Argument Quality Annotation and Gender Bias Detection in Financial Communication through Large Language Models
This addresses the need for reliable and bias-aware annotation methods in financial communication, which is critical for investment decisions and public trust, though it is incremental as it applies existing models to a new domain.
The paper tackled the problem of assessing argument quality in financial communications by evaluating three large language models (GPT-4o, Llama 3.1, and Gemma 2) on the FinArgQuality dataset, finding that LLM-based annotations achieved higher inter-annotator agreement than human counterparts but exhibited varying degrees of gender bias.
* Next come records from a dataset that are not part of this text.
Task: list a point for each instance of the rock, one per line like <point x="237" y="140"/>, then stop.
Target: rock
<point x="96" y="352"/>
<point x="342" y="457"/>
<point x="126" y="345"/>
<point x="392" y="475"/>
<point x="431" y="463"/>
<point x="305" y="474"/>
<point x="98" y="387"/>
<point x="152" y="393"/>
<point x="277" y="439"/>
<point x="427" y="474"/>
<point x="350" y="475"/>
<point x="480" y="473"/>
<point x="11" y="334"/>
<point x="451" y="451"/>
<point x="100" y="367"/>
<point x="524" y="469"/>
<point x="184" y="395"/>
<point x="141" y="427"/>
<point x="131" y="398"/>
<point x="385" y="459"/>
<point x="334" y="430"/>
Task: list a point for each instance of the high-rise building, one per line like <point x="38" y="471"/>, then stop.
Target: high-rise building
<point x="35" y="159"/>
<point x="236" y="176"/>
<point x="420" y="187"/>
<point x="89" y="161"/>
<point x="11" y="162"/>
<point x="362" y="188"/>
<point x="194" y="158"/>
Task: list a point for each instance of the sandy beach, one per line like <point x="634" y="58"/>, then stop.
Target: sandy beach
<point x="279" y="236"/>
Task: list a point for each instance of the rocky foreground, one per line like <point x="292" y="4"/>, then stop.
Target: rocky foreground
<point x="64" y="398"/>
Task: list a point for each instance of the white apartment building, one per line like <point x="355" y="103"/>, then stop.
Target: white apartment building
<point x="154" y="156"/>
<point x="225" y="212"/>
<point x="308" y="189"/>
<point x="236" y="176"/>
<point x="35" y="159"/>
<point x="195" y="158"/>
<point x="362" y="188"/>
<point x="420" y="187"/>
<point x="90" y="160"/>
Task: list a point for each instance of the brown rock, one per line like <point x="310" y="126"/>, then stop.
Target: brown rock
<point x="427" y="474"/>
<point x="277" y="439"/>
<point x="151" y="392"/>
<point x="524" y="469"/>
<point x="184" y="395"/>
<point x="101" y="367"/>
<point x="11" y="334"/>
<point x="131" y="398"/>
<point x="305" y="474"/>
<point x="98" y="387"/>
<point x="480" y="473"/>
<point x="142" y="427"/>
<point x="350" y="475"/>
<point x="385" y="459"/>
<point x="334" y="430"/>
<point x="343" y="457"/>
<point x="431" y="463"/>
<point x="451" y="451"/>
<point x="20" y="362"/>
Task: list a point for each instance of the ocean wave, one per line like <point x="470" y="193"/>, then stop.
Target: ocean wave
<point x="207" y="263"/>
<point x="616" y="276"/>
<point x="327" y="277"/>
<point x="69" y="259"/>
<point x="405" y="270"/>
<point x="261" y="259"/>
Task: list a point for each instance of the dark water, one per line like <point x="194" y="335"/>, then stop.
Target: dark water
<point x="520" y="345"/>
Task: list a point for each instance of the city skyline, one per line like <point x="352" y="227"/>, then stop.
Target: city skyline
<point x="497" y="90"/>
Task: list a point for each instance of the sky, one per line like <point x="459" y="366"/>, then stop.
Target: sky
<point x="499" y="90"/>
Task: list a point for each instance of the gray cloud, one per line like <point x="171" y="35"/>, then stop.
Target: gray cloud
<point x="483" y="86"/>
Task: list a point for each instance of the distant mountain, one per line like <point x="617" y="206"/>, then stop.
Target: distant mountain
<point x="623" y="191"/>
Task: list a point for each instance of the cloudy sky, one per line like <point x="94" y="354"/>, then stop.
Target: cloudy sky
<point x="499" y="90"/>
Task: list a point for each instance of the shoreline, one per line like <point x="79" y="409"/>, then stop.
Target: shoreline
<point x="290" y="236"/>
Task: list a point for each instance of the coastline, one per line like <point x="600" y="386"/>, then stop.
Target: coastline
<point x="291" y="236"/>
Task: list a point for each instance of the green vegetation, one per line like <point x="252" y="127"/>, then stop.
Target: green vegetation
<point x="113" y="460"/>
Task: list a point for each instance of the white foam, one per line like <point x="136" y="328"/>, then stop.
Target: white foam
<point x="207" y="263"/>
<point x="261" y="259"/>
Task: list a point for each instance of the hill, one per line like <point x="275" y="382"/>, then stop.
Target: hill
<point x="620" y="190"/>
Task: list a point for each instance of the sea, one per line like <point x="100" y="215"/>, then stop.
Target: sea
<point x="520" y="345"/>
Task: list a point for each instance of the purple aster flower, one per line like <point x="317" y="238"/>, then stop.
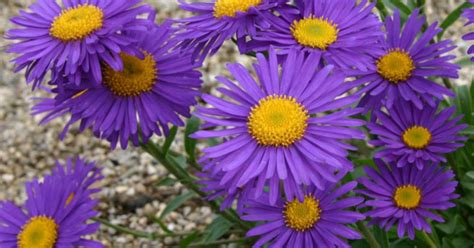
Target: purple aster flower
<point x="57" y="210"/>
<point x="149" y="92"/>
<point x="402" y="71"/>
<point x="74" y="37"/>
<point x="276" y="125"/>
<point x="469" y="15"/>
<point x="342" y="32"/>
<point x="410" y="136"/>
<point x="406" y="196"/>
<point x="320" y="220"/>
<point x="219" y="20"/>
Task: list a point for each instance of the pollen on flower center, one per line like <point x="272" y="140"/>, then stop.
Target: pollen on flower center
<point x="231" y="7"/>
<point x="77" y="23"/>
<point x="302" y="216"/>
<point x="277" y="120"/>
<point x="407" y="196"/>
<point x="314" y="32"/>
<point x="39" y="232"/>
<point x="417" y="137"/>
<point x="138" y="76"/>
<point x="397" y="65"/>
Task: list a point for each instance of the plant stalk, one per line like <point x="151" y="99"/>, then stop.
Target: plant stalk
<point x="369" y="236"/>
<point x="187" y="181"/>
<point x="428" y="240"/>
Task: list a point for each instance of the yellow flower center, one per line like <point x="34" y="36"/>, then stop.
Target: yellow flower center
<point x="77" y="23"/>
<point x="277" y="120"/>
<point x="314" y="32"/>
<point x="417" y="137"/>
<point x="231" y="7"/>
<point x="39" y="232"/>
<point x="407" y="196"/>
<point x="395" y="66"/>
<point x="138" y="76"/>
<point x="302" y="216"/>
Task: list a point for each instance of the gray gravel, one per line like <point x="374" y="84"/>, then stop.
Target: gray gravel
<point x="129" y="194"/>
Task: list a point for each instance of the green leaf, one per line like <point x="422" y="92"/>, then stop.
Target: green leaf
<point x="381" y="237"/>
<point x="401" y="6"/>
<point x="169" y="140"/>
<point x="452" y="226"/>
<point x="468" y="200"/>
<point x="465" y="102"/>
<point x="217" y="229"/>
<point x="452" y="18"/>
<point x="188" y="240"/>
<point x="465" y="61"/>
<point x="167" y="181"/>
<point x="177" y="202"/>
<point x="192" y="126"/>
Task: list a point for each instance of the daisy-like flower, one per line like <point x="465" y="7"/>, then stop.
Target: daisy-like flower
<point x="469" y="15"/>
<point x="219" y="20"/>
<point x="342" y="32"/>
<point x="402" y="71"/>
<point x="57" y="210"/>
<point x="320" y="220"/>
<point x="74" y="37"/>
<point x="414" y="137"/>
<point x="276" y="125"/>
<point x="150" y="92"/>
<point x="406" y="196"/>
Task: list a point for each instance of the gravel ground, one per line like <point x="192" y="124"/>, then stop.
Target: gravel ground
<point x="129" y="194"/>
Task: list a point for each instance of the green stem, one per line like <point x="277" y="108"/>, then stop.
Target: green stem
<point x="183" y="176"/>
<point x="381" y="7"/>
<point x="428" y="240"/>
<point x="447" y="83"/>
<point x="218" y="242"/>
<point x="434" y="235"/>
<point x="138" y="234"/>
<point x="368" y="235"/>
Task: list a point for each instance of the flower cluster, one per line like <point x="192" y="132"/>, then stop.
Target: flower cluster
<point x="58" y="210"/>
<point x="283" y="128"/>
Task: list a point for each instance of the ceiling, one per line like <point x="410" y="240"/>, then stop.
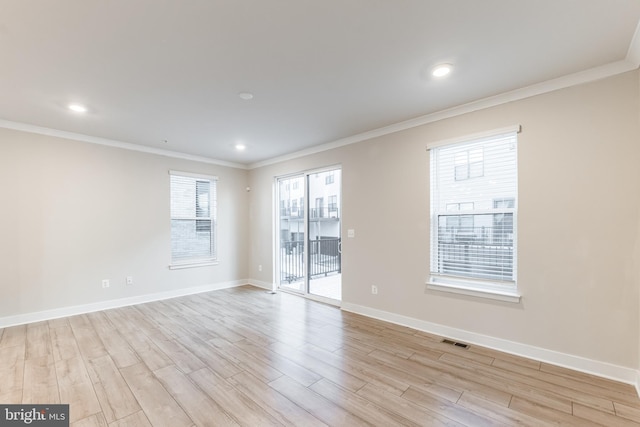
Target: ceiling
<point x="167" y="74"/>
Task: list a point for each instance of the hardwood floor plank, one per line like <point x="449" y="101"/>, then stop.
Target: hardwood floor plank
<point x="499" y="413"/>
<point x="244" y="410"/>
<point x="158" y="405"/>
<point x="447" y="409"/>
<point x="358" y="405"/>
<point x="96" y="420"/>
<point x="603" y="418"/>
<point x="547" y="414"/>
<point x="241" y="356"/>
<point x="88" y="340"/>
<point x="63" y="343"/>
<point x="186" y="361"/>
<point x="139" y="419"/>
<point x="293" y="370"/>
<point x="627" y="412"/>
<point x="319" y="367"/>
<point x="560" y="388"/>
<point x="200" y="407"/>
<point x="361" y="367"/>
<point x="245" y="361"/>
<point x="12" y="397"/>
<point x="211" y="356"/>
<point x="430" y="371"/>
<point x="272" y="402"/>
<point x="405" y="408"/>
<point x="315" y="404"/>
<point x="112" y="391"/>
<point x="76" y="389"/>
<point x="40" y="381"/>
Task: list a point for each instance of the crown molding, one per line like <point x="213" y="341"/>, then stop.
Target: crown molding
<point x="633" y="54"/>
<point x="26" y="127"/>
<point x="575" y="79"/>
Financial arguments play a critical role in shaping investment decisions and public trust in financial institutions. Nevertheless, assessing their quality remains poorly studied in the literature. In this paper, we examine the capabilities of three state-of-the-art LLMs GPT-4o, Llama 3.1, and Gemma 2 in annotating argument quality within financial communications, using the FinArgQuality dataset. Our contributions are twofold. First, we evaluate the consistency of LLM-generated annotations across multiple runs and benchmark them against human annotations. Second, we introduce an adversarial attack designed to inject gender bias to analyse models responds and ensure model's fairness and robustness. Both experiments are conducted across three temperature settings to assess their influence on annotation stability and alignment with human labels. Our findings reveal that LLM-based annotations achieve higher inter-annotator agreement than human counterparts, though the models still exhibit varying degrees of gender bias. We provide a multifaceted analysis of these outcomes and offer practical recommendations to guide future research toward more reliable, cost-effective, and bias-aware annotation methodologies.